Stanno ancora scavando tra le macerie dei palazzi di Rio de Janeiro, che sono venuti giù all’improvviso alle otto e mezzo di ieri sera. Per ora il bilancio è di tre vittime. Ma sedici sono i dispersi. Sì, altre persone sono rimaste intrappolate sotto le macerie di quei palazzi, costruiti negli anni Quaranta. Dal modernismo che sapeva già di antico, uno dei tanti “monumenti” ai boom dell’economia brasiliana che furono. Nuovi sogni infranti.

In un periodo della mia vita (pochi anni fa) mi sono ritrovato spesso per quelle strade del centro di Rio. Se solo il dramma si fosse consumato un’ora o due prima, sarebbe stato tutto ancora più terribile. E’ la downtown di Rio de Janeiro, una Rio assolutamente improbabile, che il mare non lo vede proprio, anche se si trova a un centinaio di metri, sotto forma di banchine del porto, per lo più abbandonate (altra occasione mancata). Molti palazzi sono degli anni Quaranta, come quelli che inspiegabilmente sono venuti giù. Poi alcuni edifici coloniali. Più in là la cattedrale metropolitana, un trionfo di cemento, che ricorda l’architettura contemporanea di Brasilia. Subito dietro il vecchio tram che corre sul viadotto e sale sulle colline di Santa Teresa, ex quartiere di ville aristocratiche, poi fortemente decaduto. Oggi in parte recuperato da qualche nostalgico straniero.

Nelle stradine del centro di Rio, almeno durante il giorno, si sposta una fauna composita di piccoli funzionari pubblici, venditori ambulanti, pochi stupiti turisti. E’ un concentrato di gente normale, che cerca di sbarcare il lunario nella nuova potenza economica sudamericana. Dove la vita è sensibilmente migliorata negli ultimi dieci anni. Ma può restare ancora difficile. Quello sciame di gente che cammina veloce, verso non si sa bene dove, talvolta forse da nessuna parte, scompare quasi all’improvviso alla fine del pomeriggio.
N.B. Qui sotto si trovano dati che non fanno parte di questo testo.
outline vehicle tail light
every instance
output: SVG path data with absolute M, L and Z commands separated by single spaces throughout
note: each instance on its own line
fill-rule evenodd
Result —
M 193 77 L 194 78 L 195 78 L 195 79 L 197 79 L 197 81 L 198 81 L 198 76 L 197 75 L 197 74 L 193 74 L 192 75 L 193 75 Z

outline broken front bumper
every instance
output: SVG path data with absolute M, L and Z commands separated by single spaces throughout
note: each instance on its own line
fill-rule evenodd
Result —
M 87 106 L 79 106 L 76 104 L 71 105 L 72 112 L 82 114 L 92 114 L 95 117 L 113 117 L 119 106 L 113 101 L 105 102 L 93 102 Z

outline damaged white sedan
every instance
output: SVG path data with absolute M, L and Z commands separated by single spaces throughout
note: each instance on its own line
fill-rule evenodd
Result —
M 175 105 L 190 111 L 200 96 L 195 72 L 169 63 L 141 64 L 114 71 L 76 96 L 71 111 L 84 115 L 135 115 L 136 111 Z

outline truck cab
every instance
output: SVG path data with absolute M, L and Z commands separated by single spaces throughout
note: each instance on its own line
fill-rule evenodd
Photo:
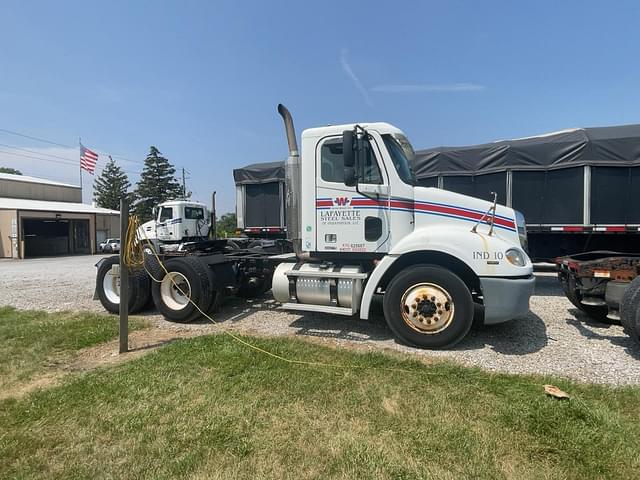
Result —
M 299 154 L 290 114 L 279 111 L 297 257 L 273 278 L 285 308 L 366 319 L 380 296 L 394 333 L 431 348 L 463 338 L 476 305 L 485 323 L 528 311 L 534 277 L 521 215 L 495 201 L 416 186 L 411 143 L 393 125 L 308 129 Z
M 209 214 L 205 204 L 188 200 L 171 200 L 154 208 L 154 220 L 140 226 L 141 239 L 170 245 L 206 239 Z

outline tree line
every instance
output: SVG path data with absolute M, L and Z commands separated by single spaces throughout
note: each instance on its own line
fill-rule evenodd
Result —
M 93 183 L 93 199 L 99 207 L 119 210 L 120 199 L 128 198 L 134 205 L 135 214 L 141 221 L 147 221 L 153 217 L 153 207 L 159 203 L 191 196 L 191 192 L 184 191 L 175 174 L 175 167 L 160 150 L 151 146 L 140 180 L 130 191 L 131 182 L 127 174 L 109 157 L 109 162 Z

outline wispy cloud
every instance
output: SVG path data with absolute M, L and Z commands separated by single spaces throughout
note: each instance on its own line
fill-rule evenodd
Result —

In quel momento l’atmosfera diventa quasi da Blade Runner, un deserto metropolitano, a parte nei pressi del cinema Odeon, lì dinanzi alla piazza Floriano Peixoto, che un ricco imprenditore spagnolo, ai tempi, volle come versione brasiliana della Times Square di New York. Ancora oggi giovani intellettuali affollano l’entrata del cinema, l’unico rimasto della mitica Cinelandia, l’Hollywood brasiliana che fu, qui nel cuore di Rio de Janeiro. Uno dei tanti sogni brasiliani: anche quello inesorabilmente tramontato. I palazzi che sono crollati erano pieni di uffici di piccoli professionisti. Ieri sera non c’era più nessuno. O quasi. Fortunatamente.

I palazzi di Cinelandia e dintorni si intravedono nel film Orfeo negro di Marcel Camus, del 1959. Erano avveniristici, allora. Orfeo Negro è tratto da una pièce teatrale di Vinicius de Moraes. E’ un melodramma stupendo, la storia di un giovane tranviere di Rio, appassionato di musica. Terribilmente innamorato. Le sue note romantiche, dicevano allora nel centro di Rio, modernista, ricco (solo) di speranze, facevano risvegliare il sole. La sua storia finirà male.